One of "Nature's true Nobility," an educated, independent farmer in the country, after walking over his rich paternal acres, amidst his "fields ripe for the harvest," and his noble flocks and herds, sits down and writes the following passage in a letter to a gentleman of this city: "The scene has changed on the farm since I wrote you last. Blades and blossoms have turned to ears and fruit; spring to summer; seed-time to harvest. The birds have changed their notes, and seem to sing as if from a sense of duty only. The trees, instead of being fresh and green, are only shady. Brooks seem to be growing tired, and gardens no longer conceal their faded flowers. The noon of the year is at hand. Even now we feel its sultry heat; we are dazzled by its golden light. Reapers will soon go out to gather the ripened grain. Store-houses and barns will soon be filled again with the bounties of God. Is it not a pleasant season, a profitable halting-time; a point of prospect, from which we may look backward and forward? Has it no analogy to the Present of our own lives – yours, and mine, and – 's? Does it not bid us look to our harvests, that we may gather in season, and be furnished for the long winter which approacheth? Gather, I mean, in those great moral fields which God has opened around us, and filled with incorruptible fruits: knowing that they, too, have their appropriate seasons, and that as to them, also the harvest will soon pass, the summer will soon end?
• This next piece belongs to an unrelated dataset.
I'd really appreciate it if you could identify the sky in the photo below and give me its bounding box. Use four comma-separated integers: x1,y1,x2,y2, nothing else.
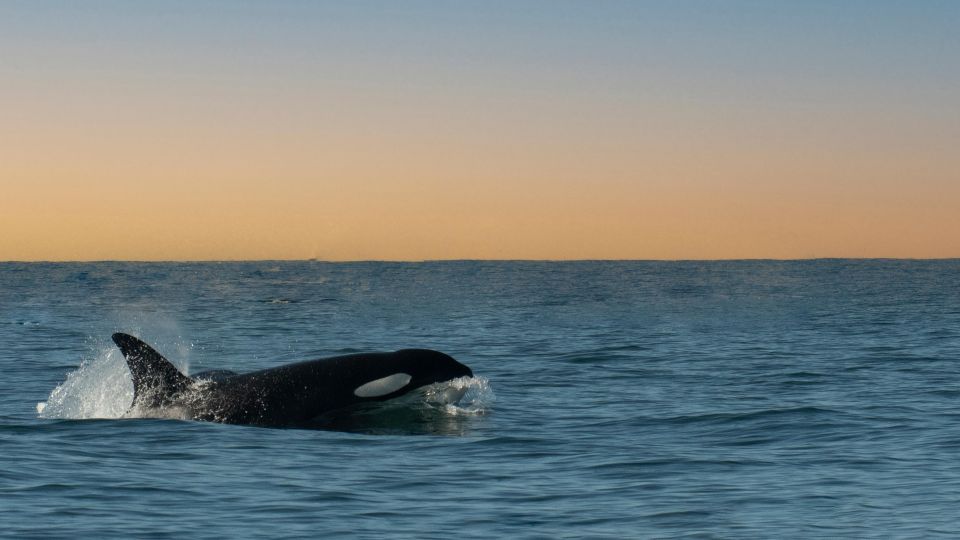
0,0,960,261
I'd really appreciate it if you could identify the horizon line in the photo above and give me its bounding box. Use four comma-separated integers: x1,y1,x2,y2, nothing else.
0,256,960,264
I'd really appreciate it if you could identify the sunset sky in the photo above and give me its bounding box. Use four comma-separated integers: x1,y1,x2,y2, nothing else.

Let us keep in mind, then, dear – , the great truth, that,

 
"Loitering slow the Future creepeth,
Arrow-swift the Present sweepeth,
And motionless forever stands the Past!"
 

"'I had been out a-fishing in the 'Old South Bay,'" said a Long Island subscriber the other day, "with one of those crafty fishermen to whom no days, on which the water may be tempted, are considered days for 'bad luck;' 'dies infaustus' being a term unknown in his calendar. He was one of those 'long-necked clam'-eaters, whose stomach rose and fell with the tides which made them plentiful or left them scarce. As we were coming in in our boat, after a successful foray upon bass and sheepshead, we 'fell to meditate' upon various matters which were neither piscatory nor akin to it. As Boswell would say of the colloquies of the Great Leviathan: 'We spoke of Ghosts.' 'You say ghosts have been seen on Long Island, but you never seen 'em, and don't believe in 'em!' 'Wal, yes, I can't say I do believe in 'em, but I guess I should believe in 'em, ef I had such luck in gettin' a sight on 'em as a man did down to Jerusalem-South a good many years ago. The way of it was this: You see, it was a dreadful cold winter's night, about nine o'clock (how the Old South Bay roared that night)! when there was a sleigh with three fellows into it, druv up under the hoss-shed at the tavern. Two on 'em got out; and as they got out, they said to 't'other one, 'Jim, jist you sit there and mind the hosses while we go in and git somethin' warmin': we'll be right out agin.' They went into the tavern, but they didn't 'come right out again' by a jug-full, though when they did come out they had more than a jug-full apiece into 'em – both on 'em had – ha! ha! 'Fore they come out, though, Bill the 'ostler said to the man sittin' in the sleigh, 'Ef I was you I wouldn't sit there in the cold as long as you're a-sittin', blamed if I would: why don't you go in and get somethin' too?" The man never said nothin', though, in answer, but sot up as straight as an Indian. Bill, who was lookin' after some other hosses under the same shed, a'ter a while said somethin' more to him, but he was as still as a 'yster. Pooty soon Bill said to hisself, 'Goy-blamed ef I don't think he's friz to death, or else he'd say somethin'!' So he went up to him and shook him; and sure enough, he found him fruz as stiff as a stake; and when he come to hold up his lantern to look, he found him propped up on each side on the seat; the lines was wound round his hands; he was muffled up with comforters about his face – and he was stone-dead!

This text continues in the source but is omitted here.